How To Find Great Stocks: Why Some Cup Base Patterns Don’t Form A Handle

Even the biggest stock market winners have to catch their breath at some point. So, one of the most common shapes etched during constructive price pullbacks is the cup-with-handle pattern.

But sometimes a dynamic moneymaker is in too much of a hurry to form a handle before blasting up to new highs. So savvy investors also need to know how to spot a cup-without-handle base.

Yes, investing is mostly about fundamentals. This means a CAN SLIM-type investor also pays tremendous attention to a company’s profits, revenue, profit margins, return on equity and other metrics of growth.

But don’t look at fundamentals in a vacuum. When it comes to winning the stock trading game, precise timing is of the essence. So it’s dangerous and actually foolish to ignore technical analysis, which is just a fancy term for rolling up your sleeves and studying a stock’s behavior via a simple chart.
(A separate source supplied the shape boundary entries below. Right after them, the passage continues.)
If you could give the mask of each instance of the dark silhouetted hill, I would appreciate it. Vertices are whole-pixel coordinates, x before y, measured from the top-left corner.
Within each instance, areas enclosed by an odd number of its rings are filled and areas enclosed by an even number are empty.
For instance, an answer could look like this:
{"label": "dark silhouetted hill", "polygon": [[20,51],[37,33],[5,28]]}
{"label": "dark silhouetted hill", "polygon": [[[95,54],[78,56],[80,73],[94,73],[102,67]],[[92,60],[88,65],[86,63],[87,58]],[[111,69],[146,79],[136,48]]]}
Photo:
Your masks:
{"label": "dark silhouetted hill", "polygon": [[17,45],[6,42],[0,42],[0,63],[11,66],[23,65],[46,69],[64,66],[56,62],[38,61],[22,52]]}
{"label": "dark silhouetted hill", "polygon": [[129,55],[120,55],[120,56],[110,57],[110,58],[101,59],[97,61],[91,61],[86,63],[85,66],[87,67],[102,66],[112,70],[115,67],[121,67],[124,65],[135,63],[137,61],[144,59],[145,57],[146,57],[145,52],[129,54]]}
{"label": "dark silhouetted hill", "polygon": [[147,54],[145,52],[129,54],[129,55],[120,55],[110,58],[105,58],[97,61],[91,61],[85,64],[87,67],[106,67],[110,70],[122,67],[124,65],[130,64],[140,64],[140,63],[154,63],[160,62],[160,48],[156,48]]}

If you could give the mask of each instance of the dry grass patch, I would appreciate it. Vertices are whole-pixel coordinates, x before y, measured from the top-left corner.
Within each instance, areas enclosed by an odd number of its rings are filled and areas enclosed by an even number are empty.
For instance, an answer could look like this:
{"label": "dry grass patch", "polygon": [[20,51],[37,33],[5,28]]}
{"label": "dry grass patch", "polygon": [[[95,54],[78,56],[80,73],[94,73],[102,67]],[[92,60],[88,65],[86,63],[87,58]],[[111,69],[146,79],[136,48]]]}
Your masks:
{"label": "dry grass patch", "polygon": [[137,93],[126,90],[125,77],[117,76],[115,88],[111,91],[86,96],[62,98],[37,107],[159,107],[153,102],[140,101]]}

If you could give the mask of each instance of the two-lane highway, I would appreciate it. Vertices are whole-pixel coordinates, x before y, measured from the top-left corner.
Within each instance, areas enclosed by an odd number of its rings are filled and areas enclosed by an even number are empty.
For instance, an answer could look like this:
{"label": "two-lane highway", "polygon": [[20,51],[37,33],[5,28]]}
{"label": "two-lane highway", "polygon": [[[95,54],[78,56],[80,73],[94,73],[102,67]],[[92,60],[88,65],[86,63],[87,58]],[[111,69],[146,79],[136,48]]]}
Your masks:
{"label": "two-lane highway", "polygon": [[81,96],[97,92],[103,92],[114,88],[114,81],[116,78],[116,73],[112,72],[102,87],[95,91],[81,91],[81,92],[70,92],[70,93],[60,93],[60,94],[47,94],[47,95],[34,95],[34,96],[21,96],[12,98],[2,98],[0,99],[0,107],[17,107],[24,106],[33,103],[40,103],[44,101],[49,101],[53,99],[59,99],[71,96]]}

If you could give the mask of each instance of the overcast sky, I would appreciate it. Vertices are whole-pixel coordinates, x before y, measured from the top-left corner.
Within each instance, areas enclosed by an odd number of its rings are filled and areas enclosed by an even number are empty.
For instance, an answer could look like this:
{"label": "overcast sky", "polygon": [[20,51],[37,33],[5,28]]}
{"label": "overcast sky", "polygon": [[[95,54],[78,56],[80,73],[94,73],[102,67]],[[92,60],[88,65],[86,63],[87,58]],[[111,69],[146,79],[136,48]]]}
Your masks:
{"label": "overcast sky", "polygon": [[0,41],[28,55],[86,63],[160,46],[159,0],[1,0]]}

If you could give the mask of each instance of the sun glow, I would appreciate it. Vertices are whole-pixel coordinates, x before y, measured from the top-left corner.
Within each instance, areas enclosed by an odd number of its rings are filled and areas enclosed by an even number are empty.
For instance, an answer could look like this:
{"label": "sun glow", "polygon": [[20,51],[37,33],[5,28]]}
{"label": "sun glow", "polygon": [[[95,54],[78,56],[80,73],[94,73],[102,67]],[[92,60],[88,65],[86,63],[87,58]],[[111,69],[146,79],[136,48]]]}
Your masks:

William J. O’Neil, MarketSmith India’s founder and chairman, has said that about 80% of investing is fundamentals, while 20% has to do with chart analysis. At other times, O’Neil has called it 70% fundamentals, 30% technicals. Whatever the precise recipe of factors, if you ignore price-and-volume action, you are clearly missing out on a significant factor in what makes certain stocks great.

Ignoring the “technicals” means you disregard the all-powerful forces of supply and demand that drive a stock’s price day in, day out, and over much longer time periods.